Stefan Heyms literarisches Oeuvre zählt in Umfang und Bedeutung zu den wichtigsten Werken der deutschen Nachkriegsliteratur. Viele seiner Bücher wurden zu internationalen Bestsellern und seine verständlichen, häufig ironisch witzigen, wenn auch nicht immer bestechenden und brillanten Ausdrucksformen sind sein Markenzeichen. Doch Stefan Heym spielte unter den DDR-Schriftstellern nicht nur wegen seiner Biografie und seines Renommees eine herausragende Rolle – er nutzte diese auch bei vielen Gelegenheiten. Die gewaltige Wirkung von Heyms Belletristik hat zwei wesentliche Ursachen. Zum einen waren Heyms Bücher keine gesellschaftlich unbedeutenden Individualgeschichten, sondern stets zeitkritische Befunde über Probleme und Missstände in der DDR, die er in seinen Romanen aus literarischer Fiktion und politischer Realität geschickt verknüpfte. Zum anderen machte ihn diese für DDR-Verhältnisse kritische Schreibweise sowohl in der Bundesrepublik als auch in der DDR zu einem vielbeachteten Autor. Da die meisten Westschriftsteller im Osten nicht veröffentlichen durften und es außer Heym und Christa Wolf keine DDR-Literaten gab, die es in der Bundesrepublik zu größerem Erfolg gebracht hatten, lässt sich die These aufstellen, dass Stefan Heym in der Zeit des Kalten Krieges der meistgelesene Gegenwartsautor in Gesamtdeutschland war und somit auf künstlerischem Gebiet einen entscheidenden Teil zum Zusammenhalt der beiden deutschen Staaten beigetragen hat.
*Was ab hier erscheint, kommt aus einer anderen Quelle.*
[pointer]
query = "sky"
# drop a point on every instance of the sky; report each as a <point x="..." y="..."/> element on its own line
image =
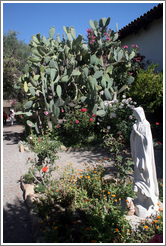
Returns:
<point x="30" y="18"/>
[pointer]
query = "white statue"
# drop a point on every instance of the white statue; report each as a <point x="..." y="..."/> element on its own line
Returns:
<point x="145" y="178"/>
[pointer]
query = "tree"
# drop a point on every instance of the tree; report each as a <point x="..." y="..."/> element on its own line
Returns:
<point x="15" y="55"/>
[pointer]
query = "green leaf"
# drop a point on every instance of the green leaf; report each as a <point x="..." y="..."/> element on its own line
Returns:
<point x="30" y="123"/>
<point x="25" y="86"/>
<point x="91" y="23"/>
<point x="51" y="32"/>
<point x="28" y="104"/>
<point x="59" y="90"/>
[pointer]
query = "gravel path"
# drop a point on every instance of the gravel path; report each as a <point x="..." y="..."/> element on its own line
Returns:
<point x="16" y="223"/>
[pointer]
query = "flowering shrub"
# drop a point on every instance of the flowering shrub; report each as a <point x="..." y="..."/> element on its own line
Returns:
<point x="119" y="119"/>
<point x="85" y="207"/>
<point x="44" y="162"/>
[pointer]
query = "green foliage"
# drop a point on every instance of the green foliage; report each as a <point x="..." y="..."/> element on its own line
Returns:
<point x="85" y="207"/>
<point x="147" y="89"/>
<point x="44" y="162"/>
<point x="58" y="72"/>
<point x="78" y="125"/>
<point x="15" y="54"/>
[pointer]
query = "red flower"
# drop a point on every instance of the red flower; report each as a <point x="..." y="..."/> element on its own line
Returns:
<point x="44" y="169"/>
<point x="156" y="239"/>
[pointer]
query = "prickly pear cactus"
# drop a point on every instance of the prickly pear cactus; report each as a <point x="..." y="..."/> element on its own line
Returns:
<point x="73" y="69"/>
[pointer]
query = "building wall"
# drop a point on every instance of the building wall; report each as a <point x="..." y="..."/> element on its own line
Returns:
<point x="150" y="41"/>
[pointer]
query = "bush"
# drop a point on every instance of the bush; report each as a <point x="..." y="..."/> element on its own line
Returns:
<point x="147" y="89"/>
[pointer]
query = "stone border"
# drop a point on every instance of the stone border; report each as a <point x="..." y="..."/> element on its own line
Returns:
<point x="37" y="234"/>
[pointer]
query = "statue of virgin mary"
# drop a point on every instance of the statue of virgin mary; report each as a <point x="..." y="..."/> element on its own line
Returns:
<point x="145" y="177"/>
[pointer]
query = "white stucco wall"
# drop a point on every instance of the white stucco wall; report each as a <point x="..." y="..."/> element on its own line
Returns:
<point x="150" y="41"/>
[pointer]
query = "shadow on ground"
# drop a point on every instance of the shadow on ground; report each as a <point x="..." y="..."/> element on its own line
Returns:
<point x="16" y="224"/>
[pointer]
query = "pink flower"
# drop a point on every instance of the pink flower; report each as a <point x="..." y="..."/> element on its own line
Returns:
<point x="156" y="239"/>
<point x="44" y="169"/>
<point x="45" y="112"/>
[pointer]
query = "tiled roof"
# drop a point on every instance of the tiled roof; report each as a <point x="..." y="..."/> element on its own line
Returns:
<point x="142" y="21"/>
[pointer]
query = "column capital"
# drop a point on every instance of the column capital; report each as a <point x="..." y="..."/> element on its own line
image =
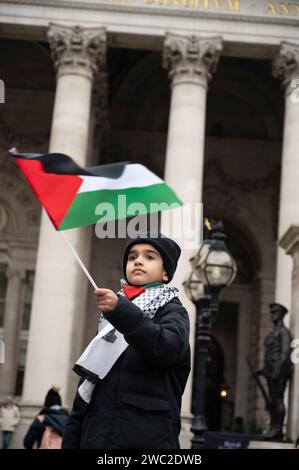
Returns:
<point x="77" y="50"/>
<point x="286" y="65"/>
<point x="191" y="58"/>
<point x="12" y="272"/>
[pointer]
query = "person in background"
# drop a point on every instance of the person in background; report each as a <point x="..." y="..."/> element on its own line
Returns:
<point x="9" y="419"/>
<point x="47" y="428"/>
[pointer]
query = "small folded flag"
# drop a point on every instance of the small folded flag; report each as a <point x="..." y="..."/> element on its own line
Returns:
<point x="70" y="194"/>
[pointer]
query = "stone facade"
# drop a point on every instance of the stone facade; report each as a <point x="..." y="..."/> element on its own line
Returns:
<point x="193" y="99"/>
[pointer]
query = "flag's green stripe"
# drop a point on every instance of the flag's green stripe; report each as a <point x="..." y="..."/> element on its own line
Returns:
<point x="82" y="210"/>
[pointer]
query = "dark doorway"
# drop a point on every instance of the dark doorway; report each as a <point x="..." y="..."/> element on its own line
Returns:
<point x="221" y="368"/>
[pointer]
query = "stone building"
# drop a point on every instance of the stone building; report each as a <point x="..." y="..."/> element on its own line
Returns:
<point x="204" y="93"/>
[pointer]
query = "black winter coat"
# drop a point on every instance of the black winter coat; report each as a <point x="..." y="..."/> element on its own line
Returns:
<point x="137" y="405"/>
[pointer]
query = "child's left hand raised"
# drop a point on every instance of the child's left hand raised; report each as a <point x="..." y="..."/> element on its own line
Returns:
<point x="106" y="300"/>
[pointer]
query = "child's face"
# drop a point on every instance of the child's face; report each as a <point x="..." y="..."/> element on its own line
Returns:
<point x="145" y="265"/>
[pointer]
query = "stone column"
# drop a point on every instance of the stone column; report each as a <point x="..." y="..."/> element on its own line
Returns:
<point x="12" y="319"/>
<point x="59" y="296"/>
<point x="191" y="62"/>
<point x="286" y="68"/>
<point x="290" y="243"/>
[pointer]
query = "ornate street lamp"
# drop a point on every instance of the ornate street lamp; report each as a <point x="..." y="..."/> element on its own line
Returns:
<point x="213" y="268"/>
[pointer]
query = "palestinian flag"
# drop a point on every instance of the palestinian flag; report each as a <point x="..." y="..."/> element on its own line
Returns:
<point x="70" y="194"/>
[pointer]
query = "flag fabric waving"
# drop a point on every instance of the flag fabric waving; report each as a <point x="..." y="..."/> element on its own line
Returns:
<point x="70" y="194"/>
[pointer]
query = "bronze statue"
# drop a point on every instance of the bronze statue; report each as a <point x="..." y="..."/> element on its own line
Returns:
<point x="277" y="370"/>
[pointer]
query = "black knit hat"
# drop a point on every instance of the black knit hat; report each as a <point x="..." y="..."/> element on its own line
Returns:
<point x="52" y="397"/>
<point x="168" y="249"/>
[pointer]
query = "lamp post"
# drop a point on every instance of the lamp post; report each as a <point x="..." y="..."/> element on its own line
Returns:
<point x="213" y="268"/>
Konsequent zeichnete er ein kritisches Abbild der (real)sozialistischen Diktatur, offerierte somit seinen Lesern, aber auch Künstlerkollegen und Politikern im In- und Ausland die Fehlentwicklungen in seiner Heimat und leistete damit einen wichtigen Beitrag zur inneren wie äußeren Destabilisierung der DDR. Dies erkannte der deutsche Literaturnobelpreisträger Heinrich Böll lange vor dem Ende des "sozialistischen Experimentes". 1972 schrieb er treffend wie vorausschauend über Stefan Heym und die DDR: "Was nutzen Verträge, Annäherungen, Normalisierung, Beteuerungen, wenn ein Autor nicht da erscheinen darf, wo die Sprache gesprochen und gelesen wird, in der er schreibt? Das wird letzten Endes nur peinlich und ist eines Staates unwürdig, der international anerkannt sein möchte, aber seine Literatur, die längst international anerkannt ist, selbst nicht anerkennt."